Other revelers initially kept partying at the event in Duisburg, near Duesseldorf, unaware of the deadly panic that started when police tried to prevent thousands more from entering the already-jammed parade grounds.
Authorities were still trying to determine exactly what happened at the event, which drew hundreds of thousands of people, but the situation was “very chaotic,” police commissioner Juergen Kieskemper said.
Emergency workers had trouble getting to the victims in the wide, 500- to 600-meter-long (500- to 600-yard) tunnel that led to the grounds. The area was a hectic scene, with bodies lying on the ground as rescue workers rushed to aid them. Many of the injured were loaded into Red Cross vans and driven away.
Kieskemper said that just before the stampede occurred at about 5 p.m. (1500 GMT, 11 a.m. EDT), police closed off the area where the parade was being held because it was already overcrowded. They told revelers over loudspeakers to turn around and walk back in the other direction before the panic broke out, he said.
Eyewitness Udo Sandhoefer told n-tv television that even though no one else was being let in people still streamed into the tunnel, causing “a real mass panic.”

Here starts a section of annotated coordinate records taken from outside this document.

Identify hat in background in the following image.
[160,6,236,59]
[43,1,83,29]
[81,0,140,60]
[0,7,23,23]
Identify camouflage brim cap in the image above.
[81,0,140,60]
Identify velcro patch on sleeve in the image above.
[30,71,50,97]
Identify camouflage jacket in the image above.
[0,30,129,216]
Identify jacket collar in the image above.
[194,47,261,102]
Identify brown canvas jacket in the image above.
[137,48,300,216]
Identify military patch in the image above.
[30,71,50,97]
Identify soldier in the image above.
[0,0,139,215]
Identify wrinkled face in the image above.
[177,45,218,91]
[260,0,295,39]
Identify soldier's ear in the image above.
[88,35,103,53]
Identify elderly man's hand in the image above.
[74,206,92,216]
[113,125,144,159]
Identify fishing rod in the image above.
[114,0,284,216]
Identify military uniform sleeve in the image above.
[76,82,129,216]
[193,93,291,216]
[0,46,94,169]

“At some point the column (of people) got stuck, probably because everything was closed up front, and we saw that the first people were already lying on the ground,” he said.
“Others climbed up the walls and tried somehow to get into the grounds from the side, and the people in the crowd that moved up simply ran over those who were lying on the ground.”
Another witness, a young man who wasn’t named, told n-tv the tunnel became so crowded that people began falling. “It got tighter and tighter from minute to minute and at some point everyone just wanted out,” he said. “People were just pushed together until they fell over.”
Duisburg city officials decided at a crisis meeting to let the parade go on to prevent more panic and another stampede, said city spokesman Frank Kopatschek.
Police initially reported 10 deaths, before raising the toll to 15, and then 17.
It is the worst accident of its kind since nine people were crushed to death and 43 more were injured at a rock festival in Roskilde, Denmark, in 2000. That fatal accident occurred when a huge crowd pushed forward during a Pearl Jam gig.
Germany’s new president expressed his dismay at the deaths.
“Such a catastrophe that brings death, suffering and pain during a peaceful festival of happy young people is terrible,” President Christian Wulff said, according to his office.
The Love Parade was once an institution in Berlin, but has been held in the industrial Ruhr region of western Germany since 2007.
The original Berlin Love Parade grew from a 1989 peace demonstration into a huge outdoor celebration of club culture that drew about 1.5 million people at its peak in 1999. But it suffered from financial problems and tensions with city officials in later years, and eventually moved.